Des revendications syndicales qui s’étendent au-delà de Samsung
L’accord signé au sein de Samsung s’inscrit dans un mouvement plus large en Corée du Sud, où les syndicats de divers secteurs – biotechnologies, automobile, informatique, construction navale – réclament une part accrue des bénéfices pour les salariés. Comme l’indique Franceinfo - Sciences, ces revendications reflètent une volonté de mieux répartir les fruits de la croissance, notamment dans les industries liées à l’innovation technologique.
Au sein même de Samsung, cependant, l’accord creuse les écarts entre les employés. Seuls ceux de la division semi-conducteurs bénéficient des nouvelles primes, tandis que les autres départements – écrans, téléphones, électronique grand public – voient leurs bénéfices stagner ou reculer.
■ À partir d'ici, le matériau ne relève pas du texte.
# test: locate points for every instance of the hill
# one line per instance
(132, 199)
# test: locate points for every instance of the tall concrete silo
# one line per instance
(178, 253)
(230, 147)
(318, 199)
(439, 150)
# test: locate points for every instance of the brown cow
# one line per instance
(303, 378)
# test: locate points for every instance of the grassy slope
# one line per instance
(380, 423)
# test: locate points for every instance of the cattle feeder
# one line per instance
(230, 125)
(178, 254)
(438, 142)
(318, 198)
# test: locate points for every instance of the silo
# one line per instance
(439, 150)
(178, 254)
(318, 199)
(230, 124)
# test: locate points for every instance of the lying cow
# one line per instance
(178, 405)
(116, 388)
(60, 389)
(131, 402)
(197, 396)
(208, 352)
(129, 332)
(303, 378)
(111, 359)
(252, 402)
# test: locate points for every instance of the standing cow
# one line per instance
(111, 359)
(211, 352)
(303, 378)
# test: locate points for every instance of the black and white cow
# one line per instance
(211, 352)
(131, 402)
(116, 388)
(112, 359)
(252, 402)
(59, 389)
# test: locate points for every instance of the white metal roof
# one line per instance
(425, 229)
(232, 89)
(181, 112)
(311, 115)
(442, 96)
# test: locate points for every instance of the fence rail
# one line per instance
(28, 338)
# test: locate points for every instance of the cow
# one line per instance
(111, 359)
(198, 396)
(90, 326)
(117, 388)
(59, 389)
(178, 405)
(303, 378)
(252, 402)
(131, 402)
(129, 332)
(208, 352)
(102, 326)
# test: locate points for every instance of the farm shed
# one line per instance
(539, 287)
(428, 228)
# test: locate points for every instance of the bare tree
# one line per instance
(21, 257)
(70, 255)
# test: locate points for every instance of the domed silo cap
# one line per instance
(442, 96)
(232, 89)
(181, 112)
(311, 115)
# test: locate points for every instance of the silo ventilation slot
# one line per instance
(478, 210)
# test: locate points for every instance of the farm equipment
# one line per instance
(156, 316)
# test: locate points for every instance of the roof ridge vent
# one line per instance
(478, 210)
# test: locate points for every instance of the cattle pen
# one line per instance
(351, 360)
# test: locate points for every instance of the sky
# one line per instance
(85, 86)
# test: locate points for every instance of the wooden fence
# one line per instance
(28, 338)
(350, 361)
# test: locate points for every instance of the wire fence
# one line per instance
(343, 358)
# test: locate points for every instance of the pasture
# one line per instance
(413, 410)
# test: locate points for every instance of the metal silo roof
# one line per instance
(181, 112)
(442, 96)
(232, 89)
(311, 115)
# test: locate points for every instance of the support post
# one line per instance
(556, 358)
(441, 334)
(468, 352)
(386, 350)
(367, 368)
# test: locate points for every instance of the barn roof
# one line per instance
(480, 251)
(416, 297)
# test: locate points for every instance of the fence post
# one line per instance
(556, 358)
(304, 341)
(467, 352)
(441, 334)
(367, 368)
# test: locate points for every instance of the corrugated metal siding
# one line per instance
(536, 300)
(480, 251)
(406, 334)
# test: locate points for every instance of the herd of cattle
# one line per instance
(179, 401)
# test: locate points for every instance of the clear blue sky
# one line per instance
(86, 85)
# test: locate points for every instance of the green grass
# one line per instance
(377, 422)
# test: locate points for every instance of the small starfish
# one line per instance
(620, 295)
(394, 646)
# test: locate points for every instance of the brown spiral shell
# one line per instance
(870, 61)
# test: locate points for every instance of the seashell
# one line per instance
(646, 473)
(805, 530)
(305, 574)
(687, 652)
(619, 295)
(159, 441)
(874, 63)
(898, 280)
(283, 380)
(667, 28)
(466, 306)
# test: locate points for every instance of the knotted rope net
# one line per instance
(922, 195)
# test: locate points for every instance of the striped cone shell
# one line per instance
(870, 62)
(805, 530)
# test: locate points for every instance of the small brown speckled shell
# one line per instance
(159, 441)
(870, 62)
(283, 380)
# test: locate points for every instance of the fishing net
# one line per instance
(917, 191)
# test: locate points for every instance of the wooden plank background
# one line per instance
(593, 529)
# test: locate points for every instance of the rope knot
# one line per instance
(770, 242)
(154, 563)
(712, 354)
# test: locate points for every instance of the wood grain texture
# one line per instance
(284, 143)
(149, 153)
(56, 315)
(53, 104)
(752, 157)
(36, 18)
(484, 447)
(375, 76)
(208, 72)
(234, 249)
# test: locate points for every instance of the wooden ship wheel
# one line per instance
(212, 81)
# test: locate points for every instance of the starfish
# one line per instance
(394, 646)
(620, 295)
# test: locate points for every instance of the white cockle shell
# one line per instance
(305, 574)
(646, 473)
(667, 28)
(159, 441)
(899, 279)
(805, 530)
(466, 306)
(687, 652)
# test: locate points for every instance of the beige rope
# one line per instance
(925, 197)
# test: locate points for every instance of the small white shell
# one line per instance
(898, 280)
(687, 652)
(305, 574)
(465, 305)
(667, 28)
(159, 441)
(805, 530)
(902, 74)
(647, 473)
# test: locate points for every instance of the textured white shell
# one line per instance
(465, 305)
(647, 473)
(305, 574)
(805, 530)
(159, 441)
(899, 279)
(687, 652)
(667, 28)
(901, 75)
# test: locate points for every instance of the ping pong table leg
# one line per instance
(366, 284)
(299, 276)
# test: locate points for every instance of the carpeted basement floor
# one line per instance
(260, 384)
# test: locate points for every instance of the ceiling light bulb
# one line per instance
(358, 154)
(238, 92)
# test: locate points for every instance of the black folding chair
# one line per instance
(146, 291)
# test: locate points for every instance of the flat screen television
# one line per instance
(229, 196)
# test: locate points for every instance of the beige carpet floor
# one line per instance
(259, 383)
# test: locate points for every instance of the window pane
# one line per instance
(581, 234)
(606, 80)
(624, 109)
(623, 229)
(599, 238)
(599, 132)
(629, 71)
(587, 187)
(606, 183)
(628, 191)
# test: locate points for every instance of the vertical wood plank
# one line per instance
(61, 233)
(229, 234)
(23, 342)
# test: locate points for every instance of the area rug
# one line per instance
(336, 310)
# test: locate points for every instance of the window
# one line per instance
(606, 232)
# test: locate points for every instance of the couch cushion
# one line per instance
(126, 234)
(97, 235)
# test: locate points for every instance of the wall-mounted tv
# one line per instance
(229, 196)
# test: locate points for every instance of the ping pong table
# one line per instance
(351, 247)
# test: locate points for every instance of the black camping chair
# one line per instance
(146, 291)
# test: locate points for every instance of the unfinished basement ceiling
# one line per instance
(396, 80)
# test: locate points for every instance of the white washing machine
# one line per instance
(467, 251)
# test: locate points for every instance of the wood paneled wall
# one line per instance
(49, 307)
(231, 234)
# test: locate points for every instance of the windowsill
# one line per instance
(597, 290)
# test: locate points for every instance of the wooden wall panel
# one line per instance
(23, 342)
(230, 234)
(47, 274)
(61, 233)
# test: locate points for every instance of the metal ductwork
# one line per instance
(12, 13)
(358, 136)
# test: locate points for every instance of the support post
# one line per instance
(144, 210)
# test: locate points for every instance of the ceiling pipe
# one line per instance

Cette situation pourrait alimenter les tensions internes à moyen terme.
« Les primes liées à l’IA sont un signal fort : elles reconnaissent l’importance des salariés dans la chaîne de valeur, mais elles soulignent aussi les déséquilibres entre les services », a souligné un analyste interrogé par Franceinfo - Sciences.
Un contexte économique sous haute tension
La menace de grève chez Samsung a mis en lumière les tensions autour de la redistribution des profits dans un secteur clé pour l’économie sud-coréenne. Les puces mémoire, au cœur de l’essor de l’IA, sont devenues un enjeu stratégique non seulement pour les entreprises, mais aussi pour le gouvernement. D’après Franceinfo - Sciences, Séoul surveille de près les négociations sociales dans les grands groupes, car un accord comme celui de Samsung pourrait servir de référence pour d’autres secteurs.
Parallèlement, la capitalisation record de Samsung Electronics reflète l’engouement mondial pour les technologies d’intelligence artificielle. Cependant, cette croissance fulgurante interroge sur sa durabilité et sur la capacité des entreprises à maintenir des hausses de salaires aussi importantes à long terme.
Dans un contexte où l’IA continue de transformer l’économie, la question de la redistribution des profits se pose avec une acuité particulière. Les prochains trimestres seront déterminants pour évaluer si cet accord marque un tournant dans les relations sociales en Corée du Sud, ou s’il reste un cas isolé.
Les primes des employés de la division semi-conducteurs de Samsung sont indexées sur les profits générés par l’intelligence artificielle, car cette technologie a dopé la demande en puces mémoire, essentielles aux centres de données et aux infrastructures IA. Selon les termes de l’accord, 10,5 % du bénéfice d’exploitation de ce département seront versés en actions, plus 1,5 % en espèces, reflétant ainsi la contribution directe de l’IA à la croissance du groupe.